6th Captain-Donatário of São Miguel
- In office 1601–1617
- Monarchs: Philip I of Portugal; Philip II of Portugal;
- Preceded by: Rui Gonçalves da Câmara III
- Succeeded by: Rodrigo da Câmara
- Constituency: São Miguel

Personal details
- Born: Rui Gonçalves da Câmara 1570
- Died: 1617 (aged 46–47) Ponta Delgada
- Resting place: Ponta Delgada
- Citizenship: Kingdom of Portugal

= Manuel da Câmara II =

Portuguese politician

Manuel Luís Baltazar da Câmara (c. 1570 – April 1617), member of the dynastic Gonçalves da Câmara family, was son of Rui Gonçalves da Câmara III, and succeeded him as the 6th Donatary Captain of the island of São Miguel.

==Biography==
===Donatário===
Following the death of his father, by royal decree (25 October 1601), he was made 2nd Count of Vila Franca, assuming at that time the captaincy of the island.

He was married to D. Leonor de Vilhena, daughter of D. Fradique Henriques, King Philip's chief steward.

The new captain lived a great part of his life in the captaincy, and was recognized for the stability and security of his government, something that was lacking in his father and grandfather's administration.

The most prominent occurrence of his regime occurred in 1616, when the neighbouring island of Santa Maria was attacked by Barbary coast pirates, Vila do Porto completely sacked and its inhabitants sold into slavery in Northern Africa.

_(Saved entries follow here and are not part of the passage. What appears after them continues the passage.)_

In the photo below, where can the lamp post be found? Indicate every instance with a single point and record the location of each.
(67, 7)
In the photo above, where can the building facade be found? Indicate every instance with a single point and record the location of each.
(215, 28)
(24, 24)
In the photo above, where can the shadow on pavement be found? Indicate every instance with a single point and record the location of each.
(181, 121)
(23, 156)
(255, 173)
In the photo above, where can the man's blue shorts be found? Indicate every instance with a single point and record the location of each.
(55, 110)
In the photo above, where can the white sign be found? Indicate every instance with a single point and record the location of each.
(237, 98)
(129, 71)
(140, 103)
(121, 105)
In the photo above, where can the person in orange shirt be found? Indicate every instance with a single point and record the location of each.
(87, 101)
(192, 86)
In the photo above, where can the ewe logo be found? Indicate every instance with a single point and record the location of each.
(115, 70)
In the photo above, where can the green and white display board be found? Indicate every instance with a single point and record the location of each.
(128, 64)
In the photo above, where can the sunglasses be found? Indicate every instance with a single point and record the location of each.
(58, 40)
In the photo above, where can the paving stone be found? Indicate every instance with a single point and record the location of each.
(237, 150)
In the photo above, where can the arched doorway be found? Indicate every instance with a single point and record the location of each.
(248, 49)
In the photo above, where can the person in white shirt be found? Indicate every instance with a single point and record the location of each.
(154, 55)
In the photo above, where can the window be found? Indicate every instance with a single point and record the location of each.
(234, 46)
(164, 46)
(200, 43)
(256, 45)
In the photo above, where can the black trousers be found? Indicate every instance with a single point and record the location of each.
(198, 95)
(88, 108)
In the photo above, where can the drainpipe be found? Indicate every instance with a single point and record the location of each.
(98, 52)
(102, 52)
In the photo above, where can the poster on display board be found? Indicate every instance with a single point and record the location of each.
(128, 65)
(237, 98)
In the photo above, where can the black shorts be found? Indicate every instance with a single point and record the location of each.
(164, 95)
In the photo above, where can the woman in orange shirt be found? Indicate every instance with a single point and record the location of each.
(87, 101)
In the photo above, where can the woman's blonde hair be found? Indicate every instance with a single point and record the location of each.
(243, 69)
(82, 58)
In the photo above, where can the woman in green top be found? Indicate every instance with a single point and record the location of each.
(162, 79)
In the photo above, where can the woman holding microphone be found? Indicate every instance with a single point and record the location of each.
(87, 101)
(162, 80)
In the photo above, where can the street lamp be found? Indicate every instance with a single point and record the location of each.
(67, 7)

This episode gave origin to the Confraria dos Escravos da Cadeinha (the brotherhood of the slaves of Cadeinha). D. Manuel attempted to alleviate the concern of Marienses, even as little was accomplished by the national administration to relieve their suffering.

Câmara's administration was characterized by a reorganization of the territory and by slow progress in the administration of civil and eccelisastical courts. This was a period of integration of church and state, when many of the public works were associated with the Baroque period starting with first religious projects, such as the Misericórdia and the Franciscan Convent of Ribeira Grande, and in Ponta Delgada, the Jesuit College, Convent of São João and Convent of Graça. In Terceira, following the 1614 earthquake, which caused the death of 200 people and destruction of 1600 homes and 24 churches, there were also several initiatives to recuperate and reestablish normalcy.

===Later life===
In April 1617, Manuel II died, and was succeeded by his son in the position of, ultimately, last Count of Vila Franca.